Conditional Distributions
I'm interested writing a set of functions that condition on a subset of variables, and return a new (conditional) distribution. This is roughly how I'd imagine doing it for a multivariate normal distribution:
# Given a multivariate distribution p(x),
# returns new distribution p(x | xᵢ=aᵢ), where
# "a" is a vector of values to condition on, and
# "d2" is a vector of indices providing the
# dimensions (subscript i) in increasing order.
function condition(
joint::MultivariateDistribution,
a::Vector{Float64},
d2::Vector{Int}
)
if length(d2) != length(a)
error("list of conditioned values and dimension indices bet the same length")
end
max_dim = length(joint.μ)
if minimum(d2) < 1 || maximum(d2) > max_dim
error("dimension indices must be between 1 and dimension of joint distribution")
end
# d1 = remaining dimensions
# d2 = removed/conditioned dimensions
d2 = sort(d2)
d1 = setdiff(1:max_dim,d2)
# covariance matrix blocks
Σ = full(joint.Σ)
Σ11 = Σ[d1,d1]
Σ12 = Σ[d1,d2]
Σ22inv = inv(Σ[d2,d2])
μ_new = joint.μ[d1] + (Σ12 * Σ22inv * (a - joint.μ[d2]))
Σ_new = Σ11 - (Σ12 * Σ22inv * Σ12')
return MvNormal(μ_new,Σ_new)
end
Questions:
-
I know this is really inefficient, particularly the step
Σ = full(joint.Σ)to convert aPDmatto a normal matrix. Any suggestions on how to do this better -- i.e. using the (already computed) Cholesky factorization? I admit I haven't given this much thought at all yet. -
Would a set of functions like this be useful to add to
Distributions.jlor does it not fit within the scope of this package? Where (if anywhere at all) would this live in JuliaStats? -
Is the above approach completely off base, or am I on the right track at least?
I would be very interested in providing this functionality in Distributions.jl, but I think it'll take some work to get us into a state where it's ready to be merged in. We'll need to make sure the functionality is totally correct (up to numeric stability), the API is what we'd like to finalize on, and that the performance is as good as anything else people might offer.

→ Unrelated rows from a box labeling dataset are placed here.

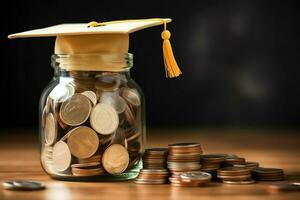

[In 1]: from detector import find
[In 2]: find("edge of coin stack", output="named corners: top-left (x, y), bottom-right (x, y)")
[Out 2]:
top-left (167, 143), bottom-right (203, 186)
top-left (134, 148), bottom-right (169, 184)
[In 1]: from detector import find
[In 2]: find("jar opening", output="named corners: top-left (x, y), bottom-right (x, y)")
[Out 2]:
top-left (51, 53), bottom-right (133, 72)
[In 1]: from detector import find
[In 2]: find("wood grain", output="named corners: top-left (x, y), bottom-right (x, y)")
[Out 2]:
top-left (0, 129), bottom-right (300, 200)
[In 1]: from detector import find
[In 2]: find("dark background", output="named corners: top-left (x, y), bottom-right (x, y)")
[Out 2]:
top-left (0, 0), bottom-right (300, 128)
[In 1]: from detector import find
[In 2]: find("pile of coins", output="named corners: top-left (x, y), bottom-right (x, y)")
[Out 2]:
top-left (200, 154), bottom-right (227, 178)
top-left (135, 143), bottom-right (284, 186)
top-left (134, 169), bottom-right (169, 184)
top-left (222, 155), bottom-right (246, 167)
top-left (252, 167), bottom-right (284, 181)
top-left (143, 148), bottom-right (168, 169)
top-left (41, 72), bottom-right (143, 177)
top-left (2, 180), bottom-right (46, 190)
top-left (169, 171), bottom-right (211, 187)
top-left (167, 143), bottom-right (202, 185)
top-left (218, 167), bottom-right (253, 184)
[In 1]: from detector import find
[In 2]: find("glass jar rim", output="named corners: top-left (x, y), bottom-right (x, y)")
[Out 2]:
top-left (51, 52), bottom-right (133, 72)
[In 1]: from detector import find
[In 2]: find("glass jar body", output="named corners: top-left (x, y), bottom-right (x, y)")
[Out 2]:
top-left (39, 54), bottom-right (146, 181)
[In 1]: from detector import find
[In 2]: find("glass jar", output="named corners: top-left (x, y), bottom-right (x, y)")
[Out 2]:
top-left (39, 53), bottom-right (146, 181)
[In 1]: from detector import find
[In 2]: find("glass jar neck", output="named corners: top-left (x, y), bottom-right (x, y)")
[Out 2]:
top-left (51, 53), bottom-right (133, 72)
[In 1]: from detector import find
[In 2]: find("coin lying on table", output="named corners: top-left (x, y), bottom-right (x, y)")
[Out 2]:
top-left (269, 182), bottom-right (300, 191)
top-left (59, 94), bottom-right (92, 126)
top-left (2, 180), bottom-right (46, 190)
top-left (223, 179), bottom-right (256, 185)
top-left (52, 141), bottom-right (72, 172)
top-left (180, 171), bottom-right (211, 186)
top-left (68, 126), bottom-right (99, 159)
top-left (102, 144), bottom-right (129, 174)
top-left (90, 103), bottom-right (119, 135)
top-left (44, 113), bottom-right (57, 145)
top-left (134, 169), bottom-right (169, 185)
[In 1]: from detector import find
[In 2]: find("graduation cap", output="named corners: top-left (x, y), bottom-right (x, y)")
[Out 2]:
top-left (8, 18), bottom-right (181, 78)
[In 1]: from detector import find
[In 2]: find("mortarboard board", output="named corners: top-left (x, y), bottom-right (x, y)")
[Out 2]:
top-left (8, 18), bottom-right (181, 78)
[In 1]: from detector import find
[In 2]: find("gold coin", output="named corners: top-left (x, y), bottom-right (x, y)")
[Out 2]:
top-left (124, 105), bottom-right (136, 126)
top-left (68, 126), bottom-right (99, 159)
top-left (49, 83), bottom-right (75, 103)
top-left (100, 92), bottom-right (126, 114)
top-left (90, 103), bottom-right (119, 135)
top-left (44, 113), bottom-right (57, 146)
top-left (81, 90), bottom-right (97, 105)
top-left (102, 144), bottom-right (129, 174)
top-left (59, 94), bottom-right (92, 126)
top-left (122, 88), bottom-right (141, 107)
top-left (53, 141), bottom-right (72, 172)
top-left (95, 73), bottom-right (121, 91)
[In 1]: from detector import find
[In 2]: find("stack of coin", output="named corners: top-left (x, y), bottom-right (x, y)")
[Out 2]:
top-left (134, 169), bottom-right (169, 184)
top-left (252, 167), bottom-right (284, 181)
top-left (218, 167), bottom-right (253, 184)
top-left (41, 71), bottom-right (144, 177)
top-left (169, 171), bottom-right (211, 187)
top-left (222, 157), bottom-right (246, 167)
top-left (167, 143), bottom-right (202, 181)
top-left (143, 148), bottom-right (168, 169)
top-left (233, 162), bottom-right (259, 169)
top-left (200, 154), bottom-right (227, 178)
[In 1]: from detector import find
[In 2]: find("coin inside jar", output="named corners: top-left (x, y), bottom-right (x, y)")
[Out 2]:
top-left (90, 103), bottom-right (119, 135)
top-left (53, 141), bottom-right (72, 172)
top-left (95, 72), bottom-right (121, 91)
top-left (122, 88), bottom-right (141, 107)
top-left (68, 126), bottom-right (99, 159)
top-left (59, 94), bottom-right (92, 126)
top-left (100, 92), bottom-right (126, 114)
top-left (44, 113), bottom-right (57, 145)
top-left (49, 83), bottom-right (75, 103)
top-left (81, 90), bottom-right (97, 105)
top-left (102, 144), bottom-right (129, 174)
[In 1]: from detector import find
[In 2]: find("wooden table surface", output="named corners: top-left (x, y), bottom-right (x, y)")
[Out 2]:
top-left (0, 129), bottom-right (300, 200)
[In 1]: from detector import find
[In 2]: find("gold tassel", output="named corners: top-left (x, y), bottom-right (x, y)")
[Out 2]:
top-left (161, 21), bottom-right (181, 78)
top-left (88, 18), bottom-right (181, 78)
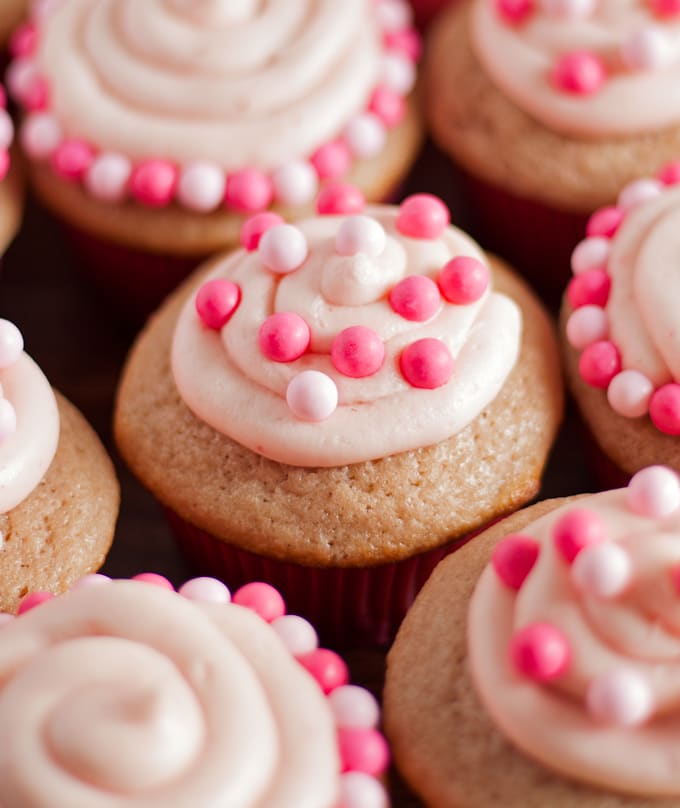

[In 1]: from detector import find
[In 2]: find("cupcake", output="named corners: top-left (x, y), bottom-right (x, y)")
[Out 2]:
top-left (0, 320), bottom-right (119, 611)
top-left (384, 467), bottom-right (680, 808)
top-left (562, 163), bottom-right (680, 485)
top-left (0, 575), bottom-right (388, 808)
top-left (424, 0), bottom-right (680, 299)
top-left (115, 189), bottom-right (562, 642)
top-left (8, 0), bottom-right (420, 312)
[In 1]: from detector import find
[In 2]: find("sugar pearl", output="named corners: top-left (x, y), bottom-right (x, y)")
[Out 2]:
top-left (286, 370), bottom-right (338, 421)
top-left (607, 370), bottom-right (654, 418)
top-left (586, 668), bottom-right (654, 727)
top-left (626, 466), bottom-right (680, 519)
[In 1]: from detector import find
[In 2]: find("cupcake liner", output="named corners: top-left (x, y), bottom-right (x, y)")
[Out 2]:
top-left (62, 223), bottom-right (206, 322)
top-left (165, 508), bottom-right (488, 647)
top-left (456, 171), bottom-right (588, 307)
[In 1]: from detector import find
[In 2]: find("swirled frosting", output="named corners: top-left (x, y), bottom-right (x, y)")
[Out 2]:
top-left (172, 197), bottom-right (521, 466)
top-left (567, 165), bottom-right (680, 434)
top-left (468, 467), bottom-right (680, 797)
top-left (0, 320), bottom-right (59, 513)
top-left (0, 581), bottom-right (340, 808)
top-left (471, 0), bottom-right (680, 138)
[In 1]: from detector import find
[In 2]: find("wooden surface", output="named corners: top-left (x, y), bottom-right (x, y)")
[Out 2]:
top-left (0, 142), bottom-right (594, 808)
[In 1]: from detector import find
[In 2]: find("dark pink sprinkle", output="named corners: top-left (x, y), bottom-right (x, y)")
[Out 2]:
top-left (649, 383), bottom-right (680, 435)
top-left (194, 278), bottom-right (241, 331)
top-left (567, 269), bottom-right (612, 309)
top-left (578, 340), bottom-right (621, 390)
top-left (491, 533), bottom-right (540, 590)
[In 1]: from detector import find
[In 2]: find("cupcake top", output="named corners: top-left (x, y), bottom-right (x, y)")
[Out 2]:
top-left (566, 164), bottom-right (680, 435)
top-left (0, 574), bottom-right (387, 808)
top-left (468, 466), bottom-right (680, 797)
top-left (0, 320), bottom-right (59, 514)
top-left (8, 0), bottom-right (418, 212)
top-left (472, 0), bottom-right (680, 138)
top-left (172, 192), bottom-right (522, 466)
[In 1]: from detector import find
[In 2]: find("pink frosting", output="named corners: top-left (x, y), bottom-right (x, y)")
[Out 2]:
top-left (0, 581), bottom-right (340, 808)
top-left (172, 204), bottom-right (521, 466)
top-left (471, 0), bottom-right (680, 138)
top-left (468, 467), bottom-right (680, 797)
top-left (0, 350), bottom-right (59, 513)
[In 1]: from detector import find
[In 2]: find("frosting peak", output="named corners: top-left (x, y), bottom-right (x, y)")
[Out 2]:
top-left (172, 197), bottom-right (521, 466)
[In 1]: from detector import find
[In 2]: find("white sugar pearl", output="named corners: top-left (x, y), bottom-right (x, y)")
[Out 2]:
top-left (272, 160), bottom-right (319, 205)
top-left (586, 668), bottom-right (653, 727)
top-left (177, 162), bottom-right (227, 213)
top-left (626, 466), bottom-right (680, 519)
top-left (19, 112), bottom-right (62, 160)
top-left (85, 152), bottom-right (132, 202)
top-left (286, 370), bottom-right (338, 421)
top-left (607, 370), bottom-right (654, 418)
top-left (571, 542), bottom-right (633, 599)
top-left (258, 224), bottom-right (308, 275)
top-left (335, 216), bottom-right (387, 258)
top-left (345, 112), bottom-right (387, 157)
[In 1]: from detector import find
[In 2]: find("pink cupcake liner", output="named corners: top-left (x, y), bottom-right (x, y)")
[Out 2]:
top-left (165, 508), bottom-right (478, 647)
top-left (457, 171), bottom-right (589, 306)
top-left (63, 224), bottom-right (206, 322)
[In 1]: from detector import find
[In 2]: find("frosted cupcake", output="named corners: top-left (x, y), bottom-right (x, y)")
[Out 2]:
top-left (562, 168), bottom-right (680, 484)
top-left (8, 0), bottom-right (420, 318)
top-left (0, 575), bottom-right (388, 808)
top-left (385, 467), bottom-right (680, 808)
top-left (424, 0), bottom-right (680, 297)
top-left (115, 188), bottom-right (562, 642)
top-left (0, 320), bottom-right (119, 611)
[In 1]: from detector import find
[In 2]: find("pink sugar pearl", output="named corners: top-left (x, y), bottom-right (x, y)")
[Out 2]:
top-left (286, 370), bottom-right (338, 422)
top-left (389, 275), bottom-right (441, 323)
top-left (241, 211), bottom-right (284, 252)
top-left (586, 205), bottom-right (626, 238)
top-left (130, 160), bottom-right (177, 208)
top-left (311, 140), bottom-right (352, 180)
top-left (257, 311), bottom-right (312, 362)
top-left (496, 0), bottom-right (534, 25)
top-left (224, 168), bottom-right (274, 213)
top-left (586, 668), bottom-right (654, 727)
top-left (567, 269), bottom-right (612, 309)
top-left (17, 592), bottom-right (54, 615)
top-left (258, 224), bottom-right (308, 275)
top-left (491, 533), bottom-right (540, 590)
top-left (331, 325), bottom-right (385, 379)
top-left (0, 319), bottom-right (24, 370)
top-left (397, 194), bottom-right (450, 239)
top-left (52, 140), bottom-right (94, 181)
top-left (316, 182), bottom-right (366, 216)
top-left (399, 337), bottom-right (454, 390)
top-left (439, 255), bottom-right (490, 306)
top-left (571, 542), bottom-right (633, 599)
top-left (510, 623), bottom-right (571, 682)
top-left (338, 727), bottom-right (390, 777)
top-left (177, 577), bottom-right (231, 604)
top-left (298, 648), bottom-right (349, 694)
top-left (578, 340), bottom-right (621, 390)
top-left (194, 278), bottom-right (241, 331)
top-left (328, 685), bottom-right (380, 729)
top-left (553, 51), bottom-right (607, 95)
top-left (566, 305), bottom-right (609, 351)
top-left (649, 383), bottom-right (680, 435)
top-left (626, 466), bottom-right (680, 519)
top-left (232, 581), bottom-right (286, 623)
top-left (552, 508), bottom-right (607, 564)
top-left (272, 614), bottom-right (319, 657)
top-left (336, 772), bottom-right (389, 808)
top-left (607, 370), bottom-right (654, 418)
top-left (132, 572), bottom-right (175, 592)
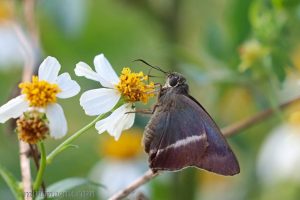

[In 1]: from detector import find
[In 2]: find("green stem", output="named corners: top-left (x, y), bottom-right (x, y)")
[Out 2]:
top-left (47, 115), bottom-right (104, 164)
top-left (33, 142), bottom-right (47, 191)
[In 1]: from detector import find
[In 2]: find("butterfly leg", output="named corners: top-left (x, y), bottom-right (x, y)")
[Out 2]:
top-left (125, 104), bottom-right (159, 115)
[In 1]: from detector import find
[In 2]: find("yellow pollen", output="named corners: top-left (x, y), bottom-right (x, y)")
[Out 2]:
top-left (116, 67), bottom-right (154, 103)
top-left (17, 111), bottom-right (49, 144)
top-left (19, 76), bottom-right (61, 107)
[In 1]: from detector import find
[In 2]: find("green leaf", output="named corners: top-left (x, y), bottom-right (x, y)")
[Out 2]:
top-left (35, 177), bottom-right (103, 200)
top-left (0, 165), bottom-right (23, 200)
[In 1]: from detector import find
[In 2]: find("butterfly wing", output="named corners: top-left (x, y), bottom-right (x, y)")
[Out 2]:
top-left (144, 94), bottom-right (239, 175)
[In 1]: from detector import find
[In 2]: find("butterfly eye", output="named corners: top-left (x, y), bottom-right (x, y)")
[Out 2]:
top-left (169, 76), bottom-right (178, 87)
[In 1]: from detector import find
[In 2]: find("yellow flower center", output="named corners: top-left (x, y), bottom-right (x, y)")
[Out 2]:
top-left (116, 67), bottom-right (154, 103)
top-left (288, 110), bottom-right (300, 125)
top-left (17, 111), bottom-right (49, 144)
top-left (19, 76), bottom-right (61, 107)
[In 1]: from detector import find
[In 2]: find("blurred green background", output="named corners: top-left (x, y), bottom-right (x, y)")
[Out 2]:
top-left (0, 0), bottom-right (300, 200)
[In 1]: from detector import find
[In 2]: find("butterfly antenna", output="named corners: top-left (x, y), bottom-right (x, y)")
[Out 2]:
top-left (134, 59), bottom-right (168, 74)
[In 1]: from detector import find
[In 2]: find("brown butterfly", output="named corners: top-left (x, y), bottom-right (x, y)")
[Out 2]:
top-left (140, 60), bottom-right (240, 175)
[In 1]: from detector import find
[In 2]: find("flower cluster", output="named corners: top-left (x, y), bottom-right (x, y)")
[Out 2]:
top-left (116, 67), bottom-right (154, 103)
top-left (0, 57), bottom-right (80, 143)
top-left (75, 54), bottom-right (154, 140)
top-left (0, 54), bottom-right (154, 144)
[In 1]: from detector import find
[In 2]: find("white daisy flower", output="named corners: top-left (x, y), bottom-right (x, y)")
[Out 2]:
top-left (75, 54), bottom-right (154, 140)
top-left (0, 56), bottom-right (80, 139)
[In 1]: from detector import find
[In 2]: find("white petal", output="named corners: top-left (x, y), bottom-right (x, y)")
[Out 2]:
top-left (46, 103), bottom-right (68, 139)
top-left (0, 95), bottom-right (29, 123)
top-left (107, 104), bottom-right (135, 140)
top-left (57, 73), bottom-right (80, 99)
top-left (95, 117), bottom-right (109, 134)
top-left (74, 62), bottom-right (101, 82)
top-left (39, 56), bottom-right (60, 83)
top-left (80, 88), bottom-right (121, 116)
top-left (94, 54), bottom-right (119, 88)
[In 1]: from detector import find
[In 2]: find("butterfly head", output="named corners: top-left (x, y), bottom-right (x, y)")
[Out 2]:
top-left (165, 72), bottom-right (186, 88)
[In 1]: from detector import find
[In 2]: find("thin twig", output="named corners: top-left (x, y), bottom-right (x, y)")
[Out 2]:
top-left (109, 97), bottom-right (300, 200)
top-left (221, 97), bottom-right (300, 137)
top-left (29, 144), bottom-right (47, 197)
top-left (15, 0), bottom-right (38, 200)
top-left (109, 169), bottom-right (158, 200)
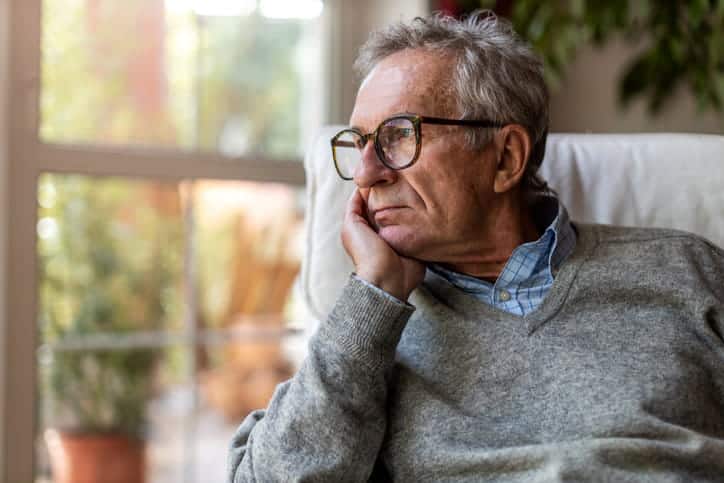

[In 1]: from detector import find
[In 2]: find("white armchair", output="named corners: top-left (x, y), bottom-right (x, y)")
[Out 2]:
top-left (299, 126), bottom-right (724, 326)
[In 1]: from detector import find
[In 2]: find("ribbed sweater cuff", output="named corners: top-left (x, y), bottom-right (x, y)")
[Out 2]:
top-left (318, 275), bottom-right (415, 369)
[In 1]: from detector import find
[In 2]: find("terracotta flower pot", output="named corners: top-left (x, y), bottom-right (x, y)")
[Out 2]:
top-left (45, 429), bottom-right (146, 483)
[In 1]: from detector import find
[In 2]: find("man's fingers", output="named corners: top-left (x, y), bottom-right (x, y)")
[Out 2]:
top-left (347, 189), bottom-right (369, 225)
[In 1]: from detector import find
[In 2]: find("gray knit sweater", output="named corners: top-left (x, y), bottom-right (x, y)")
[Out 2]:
top-left (229, 225), bottom-right (724, 482)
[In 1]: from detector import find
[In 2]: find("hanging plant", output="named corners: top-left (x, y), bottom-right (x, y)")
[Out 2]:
top-left (446, 0), bottom-right (724, 115)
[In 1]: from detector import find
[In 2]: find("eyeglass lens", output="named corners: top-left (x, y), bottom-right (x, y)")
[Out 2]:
top-left (333, 118), bottom-right (417, 179)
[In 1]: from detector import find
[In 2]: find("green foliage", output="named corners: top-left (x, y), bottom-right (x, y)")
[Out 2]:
top-left (38, 174), bottom-right (183, 435)
top-left (476, 0), bottom-right (724, 114)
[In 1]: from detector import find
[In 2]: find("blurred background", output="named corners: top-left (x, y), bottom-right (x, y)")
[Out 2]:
top-left (0, 0), bottom-right (724, 483)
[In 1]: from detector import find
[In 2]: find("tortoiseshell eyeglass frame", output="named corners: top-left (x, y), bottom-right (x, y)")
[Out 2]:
top-left (331, 114), bottom-right (506, 181)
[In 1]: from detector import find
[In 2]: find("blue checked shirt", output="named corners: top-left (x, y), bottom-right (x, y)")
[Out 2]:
top-left (428, 196), bottom-right (576, 316)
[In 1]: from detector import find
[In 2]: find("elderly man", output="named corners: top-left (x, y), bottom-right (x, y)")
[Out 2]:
top-left (230, 11), bottom-right (724, 482)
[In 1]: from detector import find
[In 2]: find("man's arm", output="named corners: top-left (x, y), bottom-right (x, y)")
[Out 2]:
top-left (229, 276), bottom-right (414, 483)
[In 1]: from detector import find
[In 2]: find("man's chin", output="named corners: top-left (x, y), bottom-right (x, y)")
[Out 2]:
top-left (377, 225), bottom-right (420, 258)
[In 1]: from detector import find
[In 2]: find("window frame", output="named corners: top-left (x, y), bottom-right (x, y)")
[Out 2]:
top-left (0, 0), bottom-right (334, 482)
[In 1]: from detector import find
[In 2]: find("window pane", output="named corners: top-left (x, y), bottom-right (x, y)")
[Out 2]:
top-left (36, 174), bottom-right (187, 482)
top-left (40, 0), bottom-right (323, 158)
top-left (194, 180), bottom-right (304, 328)
top-left (38, 174), bottom-right (184, 336)
top-left (194, 180), bottom-right (304, 483)
top-left (36, 345), bottom-right (193, 483)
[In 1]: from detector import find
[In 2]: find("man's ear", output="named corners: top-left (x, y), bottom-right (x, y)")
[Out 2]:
top-left (493, 124), bottom-right (531, 193)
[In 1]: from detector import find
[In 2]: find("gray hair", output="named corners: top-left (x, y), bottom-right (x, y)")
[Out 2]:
top-left (354, 10), bottom-right (550, 197)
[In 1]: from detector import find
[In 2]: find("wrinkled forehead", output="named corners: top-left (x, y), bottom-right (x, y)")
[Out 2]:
top-left (350, 50), bottom-right (457, 130)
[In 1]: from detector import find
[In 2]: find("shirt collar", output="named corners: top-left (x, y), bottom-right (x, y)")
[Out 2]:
top-left (428, 195), bottom-right (576, 292)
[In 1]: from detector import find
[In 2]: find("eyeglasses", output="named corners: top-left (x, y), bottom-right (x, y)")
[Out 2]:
top-left (332, 115), bottom-right (504, 180)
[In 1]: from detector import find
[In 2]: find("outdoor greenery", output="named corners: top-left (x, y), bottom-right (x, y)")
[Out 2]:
top-left (460, 0), bottom-right (724, 114)
top-left (38, 174), bottom-right (183, 436)
top-left (37, 0), bottom-right (314, 436)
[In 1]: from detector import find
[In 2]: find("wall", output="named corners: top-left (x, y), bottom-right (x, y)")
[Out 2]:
top-left (551, 36), bottom-right (724, 134)
top-left (0, 0), bottom-right (10, 478)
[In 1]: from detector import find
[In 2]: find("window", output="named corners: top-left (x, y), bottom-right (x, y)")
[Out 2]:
top-left (5, 0), bottom-right (330, 483)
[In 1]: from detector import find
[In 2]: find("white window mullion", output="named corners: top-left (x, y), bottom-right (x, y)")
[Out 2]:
top-left (34, 142), bottom-right (306, 185)
top-left (1, 0), bottom-right (41, 482)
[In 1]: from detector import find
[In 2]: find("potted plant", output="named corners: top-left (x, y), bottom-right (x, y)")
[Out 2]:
top-left (38, 175), bottom-right (183, 483)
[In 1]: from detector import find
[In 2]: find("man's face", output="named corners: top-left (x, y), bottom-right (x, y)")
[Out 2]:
top-left (350, 50), bottom-right (504, 262)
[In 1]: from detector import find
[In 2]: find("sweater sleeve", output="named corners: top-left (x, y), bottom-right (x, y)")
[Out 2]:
top-left (228, 276), bottom-right (414, 483)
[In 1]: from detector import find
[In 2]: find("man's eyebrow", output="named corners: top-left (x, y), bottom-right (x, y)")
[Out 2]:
top-left (348, 111), bottom-right (419, 132)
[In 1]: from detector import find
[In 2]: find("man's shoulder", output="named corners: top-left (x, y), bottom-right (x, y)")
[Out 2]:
top-left (576, 224), bottom-right (724, 278)
top-left (575, 224), bottom-right (724, 256)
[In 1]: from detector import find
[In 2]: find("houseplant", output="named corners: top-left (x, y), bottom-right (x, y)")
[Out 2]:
top-left (437, 0), bottom-right (724, 114)
top-left (38, 174), bottom-right (183, 483)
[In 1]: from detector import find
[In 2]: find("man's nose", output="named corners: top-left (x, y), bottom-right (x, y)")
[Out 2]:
top-left (354, 141), bottom-right (397, 188)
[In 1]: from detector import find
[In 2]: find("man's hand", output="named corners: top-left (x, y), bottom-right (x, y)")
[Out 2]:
top-left (342, 190), bottom-right (425, 300)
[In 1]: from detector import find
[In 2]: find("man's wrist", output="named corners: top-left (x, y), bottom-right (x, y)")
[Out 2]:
top-left (355, 270), bottom-right (410, 302)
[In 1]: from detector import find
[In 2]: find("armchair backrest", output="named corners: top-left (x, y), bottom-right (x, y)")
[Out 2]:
top-left (300, 130), bottom-right (724, 320)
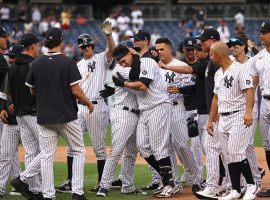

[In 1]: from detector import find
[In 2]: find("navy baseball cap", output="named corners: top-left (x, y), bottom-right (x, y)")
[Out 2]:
top-left (226, 36), bottom-right (247, 48)
top-left (200, 28), bottom-right (220, 42)
top-left (0, 26), bottom-right (8, 37)
top-left (4, 45), bottom-right (23, 56)
top-left (259, 21), bottom-right (270, 33)
top-left (45, 27), bottom-right (63, 40)
top-left (130, 30), bottom-right (150, 41)
top-left (183, 37), bottom-right (197, 49)
top-left (21, 33), bottom-right (41, 47)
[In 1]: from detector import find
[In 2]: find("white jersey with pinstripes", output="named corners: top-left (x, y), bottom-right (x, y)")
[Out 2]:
top-left (136, 58), bottom-right (170, 111)
top-left (77, 52), bottom-right (111, 101)
top-left (214, 62), bottom-right (253, 113)
top-left (160, 58), bottom-right (192, 102)
top-left (250, 49), bottom-right (270, 96)
top-left (112, 64), bottom-right (138, 109)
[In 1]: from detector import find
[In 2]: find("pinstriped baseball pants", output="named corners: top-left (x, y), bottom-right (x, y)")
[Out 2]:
top-left (170, 101), bottom-right (201, 184)
top-left (0, 124), bottom-right (21, 194)
top-left (16, 115), bottom-right (41, 193)
top-left (100, 107), bottom-right (139, 193)
top-left (260, 98), bottom-right (270, 151)
top-left (39, 120), bottom-right (85, 198)
top-left (136, 103), bottom-right (172, 160)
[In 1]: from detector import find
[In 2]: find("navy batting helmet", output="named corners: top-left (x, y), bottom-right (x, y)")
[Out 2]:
top-left (78, 34), bottom-right (94, 47)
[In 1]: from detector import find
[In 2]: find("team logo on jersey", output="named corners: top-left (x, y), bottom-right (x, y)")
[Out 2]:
top-left (142, 70), bottom-right (147, 75)
top-left (224, 76), bottom-right (233, 88)
top-left (87, 61), bottom-right (96, 72)
top-left (165, 72), bottom-right (175, 83)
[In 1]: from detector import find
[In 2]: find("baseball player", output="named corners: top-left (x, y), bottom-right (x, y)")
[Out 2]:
top-left (156, 38), bottom-right (201, 193)
top-left (0, 45), bottom-right (23, 197)
top-left (250, 21), bottom-right (270, 197)
top-left (227, 37), bottom-right (264, 191)
top-left (24, 28), bottom-right (94, 200)
top-left (207, 42), bottom-right (257, 200)
top-left (113, 46), bottom-right (179, 197)
top-left (56, 21), bottom-right (115, 192)
top-left (5, 33), bottom-right (41, 198)
top-left (97, 63), bottom-right (142, 196)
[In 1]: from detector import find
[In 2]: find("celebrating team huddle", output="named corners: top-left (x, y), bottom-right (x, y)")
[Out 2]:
top-left (0, 17), bottom-right (270, 200)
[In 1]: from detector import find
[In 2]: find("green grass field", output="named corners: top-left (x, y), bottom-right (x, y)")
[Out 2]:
top-left (5, 123), bottom-right (261, 200)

I suspect @andreasnoack knows more about ways to handle this conditioning via matrix operations. People are also doing very similar things in the GaussianProcesses.jl library, so that may be another source of useful information.
This might be useful for the gaussian distribution, but I it doesn't really generalize well as other distributions don't have as nice properties when conditioning.
Please also take a look inside PDMats. Most of compuations you need are implemented efficiently there such that you avoid full and inv.
Multivariate Student's T distribution has the same properties, so actually multivariate normal is not the only one. See https://arxiv.org/pdf/1604.00561.pdf and https://www.researchgate.net/publication/228613894_A_short_review_of_multivariate_t-distribution for the formulas.
I'm using this for myself for the bivariate case:
tcond_x1c2(g,x2)=GeneralizedTDist2( g.μ[1]+g.Σ.mat[1,2]/g.Σ.mat[2,2](x2-g.μ[2]), g.df + 1, sqrt((1+(x2-g.μ[2])/(g.df * g.Σ.mat[2,2])(x2-g.μ[2]))*g.df/(g.df+1) *(g.Σ.mat[1,1]-g.Σ.mat[1,2]/g.Σ.mat[2,2]*g.Σ.mat[2,1])))
not sure this needs to live in Distributions itself?
I would be very interested in this functionality for the Gaussian distribution.
For the meantime: https://github.com/mschauer/GaussianDistributions.jl/blob/8be87a4ccba1b2fb143c9005c38b0e63db53b17a/src/GaussianDistributions.jl#L149
Hey, just in case someone still cares 10 years later, there is now an almost-equivalent interface in Copulas.jl : https://lrnv.github.io/Copulas.jl/dev/manual/conditioning_and_subsetting#Conditioning which is a bit more generic, but can definitely be used for pure-Gaussian or pure-T cases :)
There is a generic AD-based implementation, but it also does the smart parametric thing for Gaussian and Student copulas.